While it isn’t entirely clear why the > 10 ME/CFS group appear to tolerate the orthostatic stress better than < 4 ME/CFS in terms of a dramatic drop in pulse pressure, that does not prove they aren’t experiencing a drop in cerebral perfusion. It is possible that after many years of ME/CFS illness there is gradual adaptation of the circulatory stress response to upright posture. That may also explain why the > 10 ME/CFS had the highest rise in SBP during the 10-minute NLT. There is also an age difference between the < 4 and > 10 ME/CFS groups of about 5–6 years which might also explain the higher SBP response in the > 10 ME/CFS subgroup. A very important recently published study demonstrated that cerebral blood flow is reduced in ME/CFS during head-up tilt testing even in the absence of hypotension or tachycardia [22]. This is consistent with our findings and may explain why ME/CFS patients were not much more likely to meet standard criteria for POTS or OH than the HCs, even though they still became more symptomatic during the 10-minute NLT.
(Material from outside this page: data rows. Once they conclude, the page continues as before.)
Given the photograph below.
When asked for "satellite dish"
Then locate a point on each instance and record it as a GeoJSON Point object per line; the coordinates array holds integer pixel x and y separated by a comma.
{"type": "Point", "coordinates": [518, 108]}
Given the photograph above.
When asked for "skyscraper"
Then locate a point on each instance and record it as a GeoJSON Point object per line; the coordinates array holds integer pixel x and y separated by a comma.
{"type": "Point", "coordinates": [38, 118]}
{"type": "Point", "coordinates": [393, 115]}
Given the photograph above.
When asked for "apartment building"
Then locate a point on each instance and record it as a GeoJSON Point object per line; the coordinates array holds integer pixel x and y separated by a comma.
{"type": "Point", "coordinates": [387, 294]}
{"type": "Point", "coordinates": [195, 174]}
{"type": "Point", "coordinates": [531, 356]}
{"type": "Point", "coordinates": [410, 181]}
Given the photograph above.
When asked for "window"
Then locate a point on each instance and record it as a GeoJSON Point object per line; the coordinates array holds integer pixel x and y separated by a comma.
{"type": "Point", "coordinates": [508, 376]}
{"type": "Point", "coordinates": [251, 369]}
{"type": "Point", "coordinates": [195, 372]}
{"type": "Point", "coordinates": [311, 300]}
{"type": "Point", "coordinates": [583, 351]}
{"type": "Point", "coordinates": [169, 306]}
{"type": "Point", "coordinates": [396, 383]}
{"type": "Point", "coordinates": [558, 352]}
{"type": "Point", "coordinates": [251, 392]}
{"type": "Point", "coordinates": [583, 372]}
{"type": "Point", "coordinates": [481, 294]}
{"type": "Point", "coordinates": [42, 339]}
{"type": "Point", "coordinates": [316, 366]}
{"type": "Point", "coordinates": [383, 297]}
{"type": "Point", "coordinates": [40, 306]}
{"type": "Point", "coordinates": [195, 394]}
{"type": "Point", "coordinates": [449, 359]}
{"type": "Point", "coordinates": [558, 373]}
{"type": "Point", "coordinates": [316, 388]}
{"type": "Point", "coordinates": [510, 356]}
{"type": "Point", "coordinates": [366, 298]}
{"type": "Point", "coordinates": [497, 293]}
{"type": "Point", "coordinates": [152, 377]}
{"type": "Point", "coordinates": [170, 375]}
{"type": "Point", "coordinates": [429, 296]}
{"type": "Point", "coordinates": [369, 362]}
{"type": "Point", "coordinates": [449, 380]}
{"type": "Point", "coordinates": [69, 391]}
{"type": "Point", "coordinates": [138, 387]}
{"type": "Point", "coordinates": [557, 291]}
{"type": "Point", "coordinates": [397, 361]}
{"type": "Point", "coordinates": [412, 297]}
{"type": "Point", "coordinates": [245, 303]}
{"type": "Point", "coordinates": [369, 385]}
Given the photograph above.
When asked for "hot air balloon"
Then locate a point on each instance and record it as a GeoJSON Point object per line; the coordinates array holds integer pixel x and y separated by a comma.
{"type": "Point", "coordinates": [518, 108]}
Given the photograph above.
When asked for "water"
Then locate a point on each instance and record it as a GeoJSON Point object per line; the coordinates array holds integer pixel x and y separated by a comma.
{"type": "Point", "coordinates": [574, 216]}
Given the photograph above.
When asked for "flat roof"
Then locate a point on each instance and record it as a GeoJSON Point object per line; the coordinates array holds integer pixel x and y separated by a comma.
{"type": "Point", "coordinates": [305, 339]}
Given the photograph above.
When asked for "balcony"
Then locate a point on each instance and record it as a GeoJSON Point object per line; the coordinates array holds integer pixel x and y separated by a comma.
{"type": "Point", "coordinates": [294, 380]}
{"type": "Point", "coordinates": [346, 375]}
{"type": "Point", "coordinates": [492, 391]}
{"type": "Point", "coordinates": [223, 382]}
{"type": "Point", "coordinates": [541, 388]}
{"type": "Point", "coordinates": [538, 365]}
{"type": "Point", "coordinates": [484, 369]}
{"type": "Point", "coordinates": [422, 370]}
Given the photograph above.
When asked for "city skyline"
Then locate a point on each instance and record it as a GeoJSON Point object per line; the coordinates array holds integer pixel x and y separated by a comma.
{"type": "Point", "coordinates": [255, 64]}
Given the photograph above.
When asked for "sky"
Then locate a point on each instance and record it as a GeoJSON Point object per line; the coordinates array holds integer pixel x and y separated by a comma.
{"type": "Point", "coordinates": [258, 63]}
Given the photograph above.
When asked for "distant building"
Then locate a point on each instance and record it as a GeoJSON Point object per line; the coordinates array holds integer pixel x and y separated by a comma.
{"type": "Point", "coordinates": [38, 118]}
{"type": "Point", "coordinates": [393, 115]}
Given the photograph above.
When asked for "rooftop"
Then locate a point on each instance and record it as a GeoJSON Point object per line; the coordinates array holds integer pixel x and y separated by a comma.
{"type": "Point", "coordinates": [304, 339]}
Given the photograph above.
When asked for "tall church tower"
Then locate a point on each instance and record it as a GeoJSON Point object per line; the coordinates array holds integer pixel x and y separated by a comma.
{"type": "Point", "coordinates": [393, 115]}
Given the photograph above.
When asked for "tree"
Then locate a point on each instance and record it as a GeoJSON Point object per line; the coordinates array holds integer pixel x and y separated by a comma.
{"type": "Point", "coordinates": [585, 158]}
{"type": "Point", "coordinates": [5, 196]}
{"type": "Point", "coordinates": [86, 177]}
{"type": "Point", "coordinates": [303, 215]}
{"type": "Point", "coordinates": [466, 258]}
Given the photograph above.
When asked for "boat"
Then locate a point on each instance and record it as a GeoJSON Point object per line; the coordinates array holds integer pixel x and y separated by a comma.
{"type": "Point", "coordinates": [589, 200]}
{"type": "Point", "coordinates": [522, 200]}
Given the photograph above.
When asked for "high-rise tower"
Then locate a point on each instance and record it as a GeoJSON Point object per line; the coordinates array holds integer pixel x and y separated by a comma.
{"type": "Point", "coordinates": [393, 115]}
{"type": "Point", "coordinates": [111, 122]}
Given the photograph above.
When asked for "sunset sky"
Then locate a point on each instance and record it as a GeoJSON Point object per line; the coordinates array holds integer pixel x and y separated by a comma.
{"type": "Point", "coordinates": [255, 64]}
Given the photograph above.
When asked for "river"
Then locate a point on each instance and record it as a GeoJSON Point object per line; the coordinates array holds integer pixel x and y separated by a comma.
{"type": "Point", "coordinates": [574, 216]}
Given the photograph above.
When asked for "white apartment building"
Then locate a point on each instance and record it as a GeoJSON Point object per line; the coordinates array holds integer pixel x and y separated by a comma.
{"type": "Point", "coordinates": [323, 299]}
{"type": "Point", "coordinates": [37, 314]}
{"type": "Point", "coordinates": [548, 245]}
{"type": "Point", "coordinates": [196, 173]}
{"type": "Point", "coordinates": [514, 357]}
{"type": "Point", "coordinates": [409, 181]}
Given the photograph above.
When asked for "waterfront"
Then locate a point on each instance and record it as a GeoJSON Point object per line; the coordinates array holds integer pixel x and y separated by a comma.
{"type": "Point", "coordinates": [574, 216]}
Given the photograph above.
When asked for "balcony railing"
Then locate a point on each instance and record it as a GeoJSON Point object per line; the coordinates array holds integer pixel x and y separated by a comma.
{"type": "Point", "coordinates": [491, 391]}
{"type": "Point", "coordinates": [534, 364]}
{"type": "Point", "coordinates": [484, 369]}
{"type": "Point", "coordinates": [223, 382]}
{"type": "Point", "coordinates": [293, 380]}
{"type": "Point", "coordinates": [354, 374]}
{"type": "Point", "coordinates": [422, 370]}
This study has limitations. The study originally aimed to recruit 150 ME/CFS patients sick for < 4 years and was amended after 1 year to recruit 75 < 4 and 75 > 10 ME/CFS for comparison. By this time the HCs had been recruited and matched with the < 4 year ME/CFS. This is why the > 10 ME/CFS group is older and not matched with HCs. Participants were not required to taper off all medications in advance of the 10-minute NLT, although many did not take their morning medications due to fasting for the blood draw. This should potentially have blunted the response to the 10-minute NLT making the problem look less severe, or conversely, by skipping morning meds and fasting, may have caused rebound symptoms making the results look worse. It is unclear why ME/CFS on OI medications had more severe OI findings, but it’s possible that more severe underlying OI led to the use of these medications as well as a more dramatic response to withholding meds for the fasting blood draw.

Conclusion

In conclusion, the use of the point-of-care 10-minute NLT identified circulatory decompensation in a subgroup of ME/CFS patients sick for < 4 years. The 10-minute NLT is a simple, in-office assessment that can be used for early diagnosis and management of ME/CFS. The most important take-home clinical message from this study is that the identification of OI in ME/CFS will immediately provide information for objectively supported diagnoses and evidence-based targeted treatment, drawing from a large literature regarding OI and POTS, even if the cause is unknown.